Pijpen FEITJES

  

  

  

  

  

  

  

  

  

  

  

  

Getalmerk 5 (Cincq) op het hieltje

Ia het eerst van de 17e eeuw rookte men nog uit korte pijpjes met kleine koppen en dikke stelen.
De koppen waren in 1640 reeds groter en de stelen dunner geworden, maar de pijpen bleven nog kort.
Van Diemenbroek zou, in het midden der 17e eeuw, een betoog geschreven hebben om te bewijzen,
dat pijpen met lange stelen minder nadelig voor de gezondheid zouden zijn dan die met korte,
als zullen de rook in de eerste beter bekoelen en de oliedelen meer wegtrekken in de poreuse pijpaarde.

Zeker is, dat de eerste fabriek van lange pijpen te Gouda is opgericht tussen 1655 en 1660, zo niet door,
ten minste op aanmoediging van mr.

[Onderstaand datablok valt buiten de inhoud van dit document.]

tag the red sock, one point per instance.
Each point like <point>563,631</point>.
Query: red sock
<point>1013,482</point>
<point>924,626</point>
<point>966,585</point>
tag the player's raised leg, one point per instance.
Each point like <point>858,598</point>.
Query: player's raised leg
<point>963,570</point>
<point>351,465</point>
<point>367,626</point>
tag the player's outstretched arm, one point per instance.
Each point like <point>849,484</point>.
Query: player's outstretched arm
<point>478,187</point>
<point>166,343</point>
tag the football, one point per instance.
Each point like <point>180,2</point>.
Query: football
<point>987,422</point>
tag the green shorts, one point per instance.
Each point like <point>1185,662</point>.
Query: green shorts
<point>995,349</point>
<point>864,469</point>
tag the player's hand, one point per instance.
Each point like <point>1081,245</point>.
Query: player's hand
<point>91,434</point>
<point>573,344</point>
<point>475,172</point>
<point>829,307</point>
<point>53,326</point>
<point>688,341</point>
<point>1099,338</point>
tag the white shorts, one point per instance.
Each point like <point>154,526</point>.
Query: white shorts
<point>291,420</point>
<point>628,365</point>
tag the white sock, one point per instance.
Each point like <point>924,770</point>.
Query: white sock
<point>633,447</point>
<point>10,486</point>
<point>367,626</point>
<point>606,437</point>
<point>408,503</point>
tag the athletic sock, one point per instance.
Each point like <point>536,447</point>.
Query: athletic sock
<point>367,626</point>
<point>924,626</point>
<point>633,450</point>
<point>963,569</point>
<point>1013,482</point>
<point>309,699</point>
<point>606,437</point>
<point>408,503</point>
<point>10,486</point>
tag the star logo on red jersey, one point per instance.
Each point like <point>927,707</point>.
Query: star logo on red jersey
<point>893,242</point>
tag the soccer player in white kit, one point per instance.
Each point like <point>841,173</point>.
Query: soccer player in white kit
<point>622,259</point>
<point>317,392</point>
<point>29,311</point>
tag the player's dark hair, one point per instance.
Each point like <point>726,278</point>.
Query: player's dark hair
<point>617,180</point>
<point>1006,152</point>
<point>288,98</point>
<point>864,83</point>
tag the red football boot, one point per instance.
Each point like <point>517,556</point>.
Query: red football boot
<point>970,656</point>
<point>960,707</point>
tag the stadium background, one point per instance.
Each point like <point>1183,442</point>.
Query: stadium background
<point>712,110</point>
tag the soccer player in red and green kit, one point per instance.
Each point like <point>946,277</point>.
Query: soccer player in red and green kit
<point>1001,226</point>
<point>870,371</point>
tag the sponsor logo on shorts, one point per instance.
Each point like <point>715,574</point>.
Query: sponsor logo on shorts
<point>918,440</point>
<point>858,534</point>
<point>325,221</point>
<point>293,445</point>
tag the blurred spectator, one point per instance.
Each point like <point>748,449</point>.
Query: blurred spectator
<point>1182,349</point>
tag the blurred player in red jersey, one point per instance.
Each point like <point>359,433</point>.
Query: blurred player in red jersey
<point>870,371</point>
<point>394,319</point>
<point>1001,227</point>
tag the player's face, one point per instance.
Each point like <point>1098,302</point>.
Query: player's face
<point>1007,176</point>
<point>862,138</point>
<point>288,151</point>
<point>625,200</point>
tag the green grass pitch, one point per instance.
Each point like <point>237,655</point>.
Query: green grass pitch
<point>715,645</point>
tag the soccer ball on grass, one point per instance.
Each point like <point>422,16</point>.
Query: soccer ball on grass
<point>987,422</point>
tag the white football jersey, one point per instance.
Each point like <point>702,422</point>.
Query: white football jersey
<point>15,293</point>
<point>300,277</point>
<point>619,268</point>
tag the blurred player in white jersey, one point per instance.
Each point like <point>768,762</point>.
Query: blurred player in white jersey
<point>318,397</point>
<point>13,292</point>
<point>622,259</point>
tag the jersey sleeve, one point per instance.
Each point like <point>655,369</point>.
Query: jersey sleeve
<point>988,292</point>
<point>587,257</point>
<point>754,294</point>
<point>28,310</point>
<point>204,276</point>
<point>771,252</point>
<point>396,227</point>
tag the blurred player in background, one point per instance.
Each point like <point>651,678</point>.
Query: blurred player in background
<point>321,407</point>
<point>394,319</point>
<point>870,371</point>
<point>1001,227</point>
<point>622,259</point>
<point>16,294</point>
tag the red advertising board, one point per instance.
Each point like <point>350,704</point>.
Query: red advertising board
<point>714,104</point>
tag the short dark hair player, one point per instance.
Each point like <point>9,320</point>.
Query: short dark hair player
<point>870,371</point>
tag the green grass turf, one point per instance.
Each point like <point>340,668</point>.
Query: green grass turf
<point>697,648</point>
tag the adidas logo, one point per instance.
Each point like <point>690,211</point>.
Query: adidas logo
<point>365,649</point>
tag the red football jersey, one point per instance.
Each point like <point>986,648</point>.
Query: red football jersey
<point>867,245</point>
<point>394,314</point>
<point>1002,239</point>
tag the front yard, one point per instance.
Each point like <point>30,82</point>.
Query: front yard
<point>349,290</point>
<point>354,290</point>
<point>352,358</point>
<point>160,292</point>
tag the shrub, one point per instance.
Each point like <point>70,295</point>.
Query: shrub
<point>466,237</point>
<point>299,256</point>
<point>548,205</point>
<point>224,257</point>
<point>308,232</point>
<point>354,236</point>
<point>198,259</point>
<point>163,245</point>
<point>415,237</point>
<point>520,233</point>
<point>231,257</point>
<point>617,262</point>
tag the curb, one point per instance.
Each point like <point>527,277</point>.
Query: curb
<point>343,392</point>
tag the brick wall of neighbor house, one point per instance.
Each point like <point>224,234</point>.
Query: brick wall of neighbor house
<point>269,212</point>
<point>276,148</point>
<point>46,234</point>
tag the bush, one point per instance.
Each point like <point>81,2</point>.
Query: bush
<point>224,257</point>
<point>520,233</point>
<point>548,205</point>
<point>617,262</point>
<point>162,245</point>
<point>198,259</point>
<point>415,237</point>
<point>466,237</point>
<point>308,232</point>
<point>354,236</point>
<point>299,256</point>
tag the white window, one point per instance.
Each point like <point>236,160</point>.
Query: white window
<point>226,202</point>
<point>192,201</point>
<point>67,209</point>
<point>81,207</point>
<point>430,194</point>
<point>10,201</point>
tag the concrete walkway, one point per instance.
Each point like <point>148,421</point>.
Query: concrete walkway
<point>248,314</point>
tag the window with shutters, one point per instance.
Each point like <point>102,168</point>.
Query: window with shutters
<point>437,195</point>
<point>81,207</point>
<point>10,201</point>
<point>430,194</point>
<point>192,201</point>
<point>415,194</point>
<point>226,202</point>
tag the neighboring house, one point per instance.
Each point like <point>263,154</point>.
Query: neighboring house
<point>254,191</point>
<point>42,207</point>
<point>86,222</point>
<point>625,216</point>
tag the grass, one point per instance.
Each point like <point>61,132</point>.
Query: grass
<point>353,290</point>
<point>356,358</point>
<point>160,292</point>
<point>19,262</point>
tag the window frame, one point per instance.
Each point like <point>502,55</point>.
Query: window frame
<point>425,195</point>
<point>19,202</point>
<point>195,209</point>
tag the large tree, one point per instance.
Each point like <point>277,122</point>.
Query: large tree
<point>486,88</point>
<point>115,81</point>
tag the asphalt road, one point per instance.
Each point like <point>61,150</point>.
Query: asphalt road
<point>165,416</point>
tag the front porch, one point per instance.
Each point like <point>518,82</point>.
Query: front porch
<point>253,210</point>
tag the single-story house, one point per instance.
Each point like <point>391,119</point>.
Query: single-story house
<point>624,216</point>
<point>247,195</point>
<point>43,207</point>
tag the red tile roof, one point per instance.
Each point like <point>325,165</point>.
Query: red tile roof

Govert Cincq, burgemeester dezer gemeente (Gouda) en
zwager van Van Diemenbroek.
Nog lang daarna werd ter gedachtenis aan deze heer, het getalmerk 5 (cincq)
op het hieltje der lange Goudsche pijpen geplaatst.
Sedert dien tijd zijn de lange Goudsche pijpen algemeen
in gebruik geraakt en omstreeks 1663 heeft men te Amsterdam het eerst een order gesteld op de pijpenmarkt.

Tussen 1720 en 1851 vonden te Gouda ongeveer 16.000 mensen hun bestaan bjj het pijpenmaken.

In 1751 waren er nog 374 pijpenmakersbazen, leden van het gild, en in elke fabriek werden wekelijks
28.000 tot 36.000 pijpen vervaardigd.